C’est dans le monde agricole que le travail des enfants est le plus important, près des trois quarts (70,9 %), le secteur des services représentant 17,1 % de cette réalité, suivi par l’industrie, avec près de 12 %, beaucoup de ces « emplois » se retrouvant dans le secteur informel. Le plus grand nombre de ces jeunes de 5 à 17 ans se trouve en Afrique (72,1 millions), puis en Asie et dans le Pacifique (62 millions), dans les Amériques (10,7 millions), l’Europe et l’Asie centrale en comptant 5,5 millions.
Parmi les enfants les plus jeunes, entre 5 et 14 ans, un tiers réalise des travaux dangereux. Selon la convention 182 de l’OIT, cela concerne toutes les formes d’esclavage (traite, vente, servage, recrutement forcé dans des conflits armés…), la prostitution, la production de matériels pornographiques, l’utilisation d’enfants « aux fins d’activités illicites », tel le trafic de stupéfiant, ou encore tous les travaux qui « sont susceptibles de nuire à la santé, à la sécurité ou à la moralité de l’enfant ». Sont ainsi considérés comme dangereux les travaux effectués sous terre, sous l’eau ou à des hauteurs dangereuses, avec des machines ou outils dangereux, ou encore qui exposent les enfants à des températures excessives, à des produits toxiques…
Trop de tâches ménagères
Pour la première fois, l’OIT s’est intéressée à la mesure des tâches ménagères accomplis par des enfants, qui ne sont pas « économiquement actifs » et ne sont donc pas comptabilisés dans les 152 millions d’enfants au travail. Le travail ménager, souvent exercé dans le cadre familial, comme s’occuper de petits frères et petites sœurs ou préparer les repas, est difficile à quantifier. Selon plusieurs des études menées par l’Unicef, la Banque mondiale et l’OIT notamment, à partir de vingt et une heures hebdomadaires de tâches ménagères réalisées par un enfant, celui-ci risque de décrocher scolairement. Or, aujourd’hui, 40 millions de jeunes entre 5 et 14 ans font plus que ces vingt et une heures (65 % de filles), et 24 millions entre 15 et 17 ans (76 % de filles).
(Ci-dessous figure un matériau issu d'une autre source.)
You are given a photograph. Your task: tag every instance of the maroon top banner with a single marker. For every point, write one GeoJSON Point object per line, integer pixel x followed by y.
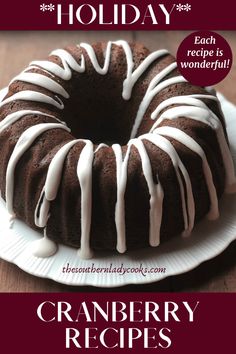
{"type": "Point", "coordinates": [117, 15]}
Le travail des enfants n’est pas l’apanage des pays émergents. Michaëlle De Cock, spécialiste du travail des enfants et du travail forcé à l’OIT, dont le siège est à Genève, aime à rappeler qu’en Suisse, les vacances de la Toussaint s’appellent toujours « vacances de patates » car, autrefois, ces congés correspondaient à la récolte de pommes de terre et les enfants allaient alors aider leurs parents dans les champs. En Ouzbékistan, lycéens, étudiants et même enseignants sont mobilisés pour récolter le coton, véritable manne pour ce pays qui en est le 5e exportateur mondial.
Les entreprises sont aussi concernées, ainsi que le montrent de récents exemples. En mai 2017, un rapport faisait état d’enfants travaillant dans l’ouest de l’Ouganda pour extraire une roche utilisée pour la fabrication de ciments bon marché, et la société LafargeHolcim était dans le collimateur. Le 15 novembre, Amnesty International pointait l’approvisionnement par une trentaine de multinationales en cobalt venant de mines en République démocratique du Congo, employant pour certaines des enfants. Le constructeur français Renault, Daimler, Fiat ou Tesla, mais aussi Apple, Microsoft… étaient ciblées pour leur manque de vigilance et de transparence.
Afin d’atteindre l’objectif d’éradication du travail des enfants, l’OIT a lancé l’Alliance 8.7, une plate-forme multipartite cherchant à conjuguer les efforts de chacun en vue d’atteindre cette cible des ODD. Lors de la conférence de Buenos Aires, l’organisation tripartite, qui réunit des représentants de gouvernements, des employeurs et des travailleurs, a émis plusieurs propositions. Il faut « renforcer les protections juridiques, améliorer la gouvernance des marchés du travail et des entreprises familiales, consolider la protection sociale et investir dans une éducation gratuite de qualité », affirme l’OIT. La mobilisation doit être générale, et les engagements des Etats comme ceux des entreprises doivent être publics, concrets et précis, et donc faciles à évaluer.